🤖 AI Summary
Organizations widely adopt generative AI, yet productivity gains remain uneven, underscoring the critical role of human–AI collaboration strategies. This study presents the first field randomized controlled trial in a real-world workplace setting, comparing the effects of behavioral scaffolding—structured protocols for paired AI use—and cognitive scaffolding—training that frames AI as a thinking partner—on employees’ document quality and output.

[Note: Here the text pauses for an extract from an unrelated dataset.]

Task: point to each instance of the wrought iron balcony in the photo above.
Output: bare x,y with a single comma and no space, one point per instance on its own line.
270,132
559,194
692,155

Leveraging large language model–based automated scoring, surveys, and sensitivity analyses, the findings reveal that cognitive scaffolding significantly enhances high-end document quality and strengthens users’ positive beliefs about AI. In contrast, behavioral scaffolding leads to reduced document quality and lower output, highlighting the central importance of cognitive reframing in fostering high-quality human–AI collaboration.
📝 Abstract
Organizations have widely deployed generative AI tools, yet productivity gains remain uneven, suggesting that how people use AI matters as much as whether they have access. We conducted a field experiment with 388 employees at a Fortune 500 retailer to test two scaffolding interventions for human-AI collaboration. All participants had access to the same AI tool; we varied only the structure surrounding its use. A behavioral scaffolding intervention (a structured protocol requiring joint AI use within pairs) was associated with lower document quality relative to unstructured use and substantially lower document production. A cognitive scaffolding intervention (partnership training that reframed AI as a thought partner) was associated with higher individual document quality at the top of the distribution. Treatment participants also showed greater positive belief change across the session, though sensitivity analyses suggest this likely reflects recovery from carry-over effects rather than genuine training-induced shifts. Both findings are subject to design limitations including an AM/PM session confound, differential attrition, and LLM grading sensitivity to document length.